À Paris, ce samedi 15 novembre 1732.

J’arrive de Fontainebleau, mon cher ami ; mais ne croyez pas que j’arrive de la cour. Je ne me suis point gâté dans ce vilain pays.

J’ai hanté ce palais du vice,
Où l’on fait le bien par caprice,

Et le mal par un goût réel,
Où la fortune et l’injustice
Ont un hommage universel ;
Mais, loin d’y faire un sacrifice,
J’ai bravé sur leur maître-autel *
Ces dieux qu’adore l’avarice ;
J’ai porté mon air naturel
Dans le centre de l’artifice.
Ce poison subtil et mortel,
Que l’on avale avec délice,
Me semble plus amer que fiel ;
Je l’ai renversé comme Ulysse ;
Je n’ai point bu dans ce calice
Tant vanté par Machiavel.
Le pied ferme, et l’œil vers le ciel.
J’étais au bord du précipice ;
J’en fus sauvé par l’Éternel :
Car on peut aller au b…
Sans y gagner la ch……

Je me rends tout entier, mon cher Cideville, aux doux plaisirs de l’amitié. Je vous écris en liberté, je jouis de la douceur de vous dire combien je vous suis attaché. Je voulais vous écrire tous les jours, mais la vie dissipée que je menais à Fontainebleau me rendait le plus paresseux ami du monde.

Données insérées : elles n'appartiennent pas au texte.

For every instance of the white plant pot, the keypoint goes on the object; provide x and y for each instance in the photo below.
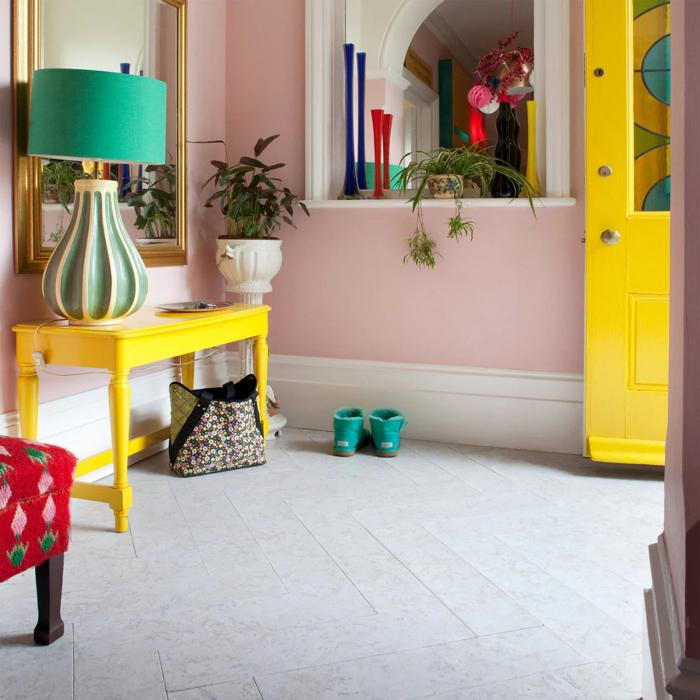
(249, 265)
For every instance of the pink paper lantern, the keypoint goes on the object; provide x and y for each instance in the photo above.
(479, 96)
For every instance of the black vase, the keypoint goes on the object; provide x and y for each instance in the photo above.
(507, 151)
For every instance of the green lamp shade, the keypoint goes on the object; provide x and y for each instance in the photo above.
(97, 115)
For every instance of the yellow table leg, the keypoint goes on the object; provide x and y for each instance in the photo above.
(260, 359)
(119, 410)
(187, 369)
(28, 400)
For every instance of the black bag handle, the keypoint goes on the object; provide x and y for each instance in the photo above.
(230, 388)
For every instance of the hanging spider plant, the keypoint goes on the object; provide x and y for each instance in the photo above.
(463, 164)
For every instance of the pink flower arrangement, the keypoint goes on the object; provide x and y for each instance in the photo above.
(479, 96)
(505, 67)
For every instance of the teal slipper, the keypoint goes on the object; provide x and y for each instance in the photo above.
(386, 425)
(350, 433)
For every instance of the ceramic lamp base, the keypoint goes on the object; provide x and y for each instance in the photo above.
(95, 276)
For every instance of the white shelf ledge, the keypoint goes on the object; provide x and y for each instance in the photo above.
(480, 203)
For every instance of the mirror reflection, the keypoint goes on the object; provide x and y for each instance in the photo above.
(139, 37)
(443, 57)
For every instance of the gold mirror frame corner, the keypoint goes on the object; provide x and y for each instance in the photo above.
(29, 253)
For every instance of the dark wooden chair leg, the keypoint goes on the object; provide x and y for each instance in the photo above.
(49, 586)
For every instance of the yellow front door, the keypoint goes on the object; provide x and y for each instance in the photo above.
(627, 229)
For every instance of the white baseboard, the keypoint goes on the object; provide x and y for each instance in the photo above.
(667, 672)
(500, 408)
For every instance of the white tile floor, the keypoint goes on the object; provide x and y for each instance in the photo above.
(449, 572)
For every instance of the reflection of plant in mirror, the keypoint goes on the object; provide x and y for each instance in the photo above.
(155, 201)
(467, 164)
(57, 181)
(251, 201)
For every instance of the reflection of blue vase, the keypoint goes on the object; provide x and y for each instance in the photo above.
(350, 188)
(361, 73)
(124, 170)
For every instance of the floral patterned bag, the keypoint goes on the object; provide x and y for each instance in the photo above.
(213, 430)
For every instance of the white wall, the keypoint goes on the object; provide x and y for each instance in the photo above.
(95, 34)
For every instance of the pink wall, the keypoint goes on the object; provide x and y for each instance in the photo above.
(20, 295)
(512, 298)
(682, 484)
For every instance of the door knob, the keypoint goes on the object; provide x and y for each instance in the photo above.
(610, 237)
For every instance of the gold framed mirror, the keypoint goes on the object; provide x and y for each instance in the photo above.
(146, 37)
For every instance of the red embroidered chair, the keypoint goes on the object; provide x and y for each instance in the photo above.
(35, 483)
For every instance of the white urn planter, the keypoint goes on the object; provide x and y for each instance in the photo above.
(249, 265)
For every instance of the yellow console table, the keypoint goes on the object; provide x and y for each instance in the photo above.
(147, 336)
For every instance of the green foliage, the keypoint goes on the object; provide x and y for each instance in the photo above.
(466, 162)
(58, 180)
(36, 455)
(252, 202)
(156, 202)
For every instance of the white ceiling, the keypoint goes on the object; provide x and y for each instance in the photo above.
(477, 25)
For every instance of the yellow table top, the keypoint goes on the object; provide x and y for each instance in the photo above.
(146, 321)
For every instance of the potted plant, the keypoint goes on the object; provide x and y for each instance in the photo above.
(57, 181)
(254, 205)
(155, 202)
(451, 173)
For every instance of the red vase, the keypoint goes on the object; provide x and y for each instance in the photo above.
(377, 120)
(477, 132)
(386, 137)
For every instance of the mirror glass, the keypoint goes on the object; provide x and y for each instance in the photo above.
(443, 55)
(422, 58)
(139, 37)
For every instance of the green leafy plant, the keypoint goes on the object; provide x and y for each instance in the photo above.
(58, 181)
(252, 202)
(466, 163)
(155, 201)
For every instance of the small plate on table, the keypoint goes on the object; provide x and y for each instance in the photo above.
(197, 306)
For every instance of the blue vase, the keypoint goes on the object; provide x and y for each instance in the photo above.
(361, 161)
(124, 170)
(350, 188)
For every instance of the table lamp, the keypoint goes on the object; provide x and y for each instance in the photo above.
(95, 275)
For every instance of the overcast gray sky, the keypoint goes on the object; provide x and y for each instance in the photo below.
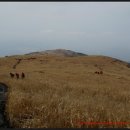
(98, 28)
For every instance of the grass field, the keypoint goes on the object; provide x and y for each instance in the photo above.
(59, 92)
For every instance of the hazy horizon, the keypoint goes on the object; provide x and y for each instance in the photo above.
(93, 28)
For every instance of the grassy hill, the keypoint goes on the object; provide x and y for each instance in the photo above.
(61, 91)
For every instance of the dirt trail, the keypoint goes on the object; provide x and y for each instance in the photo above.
(3, 99)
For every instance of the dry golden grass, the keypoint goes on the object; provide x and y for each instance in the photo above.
(60, 92)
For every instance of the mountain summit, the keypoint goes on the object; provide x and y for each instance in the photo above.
(62, 52)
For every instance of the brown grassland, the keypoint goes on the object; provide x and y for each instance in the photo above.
(59, 92)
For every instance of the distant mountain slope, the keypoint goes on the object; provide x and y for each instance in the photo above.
(62, 52)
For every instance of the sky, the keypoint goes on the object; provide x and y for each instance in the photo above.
(94, 28)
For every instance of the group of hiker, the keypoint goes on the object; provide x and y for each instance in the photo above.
(12, 75)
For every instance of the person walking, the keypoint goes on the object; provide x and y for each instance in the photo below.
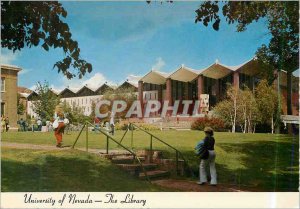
(208, 158)
(2, 124)
(32, 123)
(39, 123)
(112, 123)
(59, 127)
(6, 124)
(97, 124)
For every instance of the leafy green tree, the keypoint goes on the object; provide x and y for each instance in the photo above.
(45, 102)
(282, 19)
(239, 108)
(34, 23)
(249, 114)
(74, 113)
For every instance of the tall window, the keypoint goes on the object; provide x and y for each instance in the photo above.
(2, 84)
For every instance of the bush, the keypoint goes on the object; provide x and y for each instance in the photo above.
(148, 127)
(215, 123)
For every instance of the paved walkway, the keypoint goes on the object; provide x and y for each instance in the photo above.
(53, 147)
(179, 185)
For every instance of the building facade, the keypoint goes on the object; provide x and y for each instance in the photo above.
(207, 85)
(9, 93)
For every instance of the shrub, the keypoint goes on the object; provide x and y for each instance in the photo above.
(148, 127)
(215, 123)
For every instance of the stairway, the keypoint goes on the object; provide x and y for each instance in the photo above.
(126, 162)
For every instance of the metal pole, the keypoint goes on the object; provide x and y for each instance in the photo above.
(107, 144)
(151, 154)
(78, 137)
(131, 137)
(87, 138)
(176, 162)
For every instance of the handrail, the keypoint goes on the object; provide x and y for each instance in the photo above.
(111, 138)
(153, 136)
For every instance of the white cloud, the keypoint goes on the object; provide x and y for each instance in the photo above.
(8, 57)
(24, 71)
(159, 64)
(75, 84)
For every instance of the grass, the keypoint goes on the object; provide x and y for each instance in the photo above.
(72, 170)
(264, 162)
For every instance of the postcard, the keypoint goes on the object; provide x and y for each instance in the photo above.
(149, 104)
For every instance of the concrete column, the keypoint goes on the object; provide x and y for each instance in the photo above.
(236, 79)
(140, 93)
(169, 91)
(200, 86)
(218, 89)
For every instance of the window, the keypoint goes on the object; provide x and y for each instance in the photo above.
(2, 84)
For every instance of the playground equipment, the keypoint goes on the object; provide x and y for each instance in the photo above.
(135, 157)
(108, 137)
(131, 127)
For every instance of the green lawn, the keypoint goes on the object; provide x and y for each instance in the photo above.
(57, 171)
(264, 162)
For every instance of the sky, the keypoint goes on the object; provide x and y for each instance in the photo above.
(122, 39)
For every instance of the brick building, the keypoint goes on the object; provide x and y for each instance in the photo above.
(9, 92)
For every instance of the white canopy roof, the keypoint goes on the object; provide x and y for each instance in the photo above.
(155, 77)
(184, 74)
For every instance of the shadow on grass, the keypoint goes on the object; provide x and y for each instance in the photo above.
(260, 165)
(52, 173)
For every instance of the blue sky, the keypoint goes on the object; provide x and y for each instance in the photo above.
(130, 38)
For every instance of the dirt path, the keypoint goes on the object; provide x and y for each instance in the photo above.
(192, 186)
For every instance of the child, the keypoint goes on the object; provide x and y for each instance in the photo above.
(59, 127)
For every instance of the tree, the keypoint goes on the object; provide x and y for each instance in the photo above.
(225, 111)
(239, 108)
(20, 106)
(249, 113)
(282, 18)
(34, 23)
(267, 100)
(45, 102)
(74, 113)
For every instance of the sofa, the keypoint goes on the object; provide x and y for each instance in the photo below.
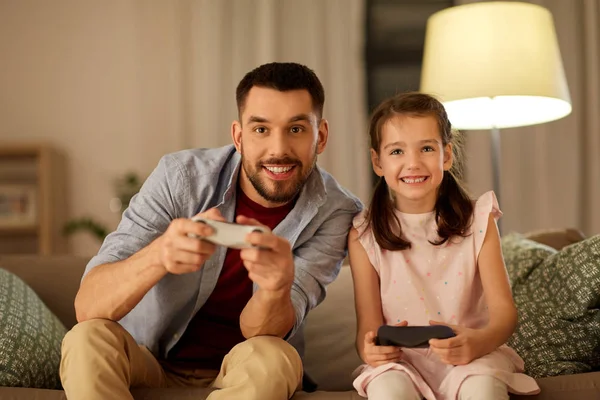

Je n’ai point répondu, ce me semble, à une de vos dernières lettres, où vous me parliez de ce divertissement en trois actes. Je ne sais comment j’avais pu oublier un article qui me paraît si important. Je viens de relire la lettre où vous m’en parlez ; vous me semblez indécis sur le choix du second acte. J’imagine qu’à présent vous ne l’êtes plus, et que vous avez pris votre parti à la campagne. Vous vous serez aperçu, en essayant dans votre imagination les sujets que vous vous proposiez, qu’il y en a toujours un qui se fait faire malgré qu’on en ait. Le goût se détermine tout seul vers le sujet pour lequel on se sent plus de talent.

Il est des nœuds secrets, il est des sympathies

(Corn., Rodog., act. I, sv. vii.)

Je crois donc votre sujet trouvé, et travaillé malgré vous.

· · · · · Mox, ubi publicas
Res ordinaris, grande munus
Cecropio répètes cothurno.

(Hor. liv. II, od. I, v. 10.)

C’est ce qu’Horace écrivait à l’autre Cideville ; et cela ne veut dire autre chose sinon, quand vous aurez jugé vos procès, vous recommencerez votre opéra.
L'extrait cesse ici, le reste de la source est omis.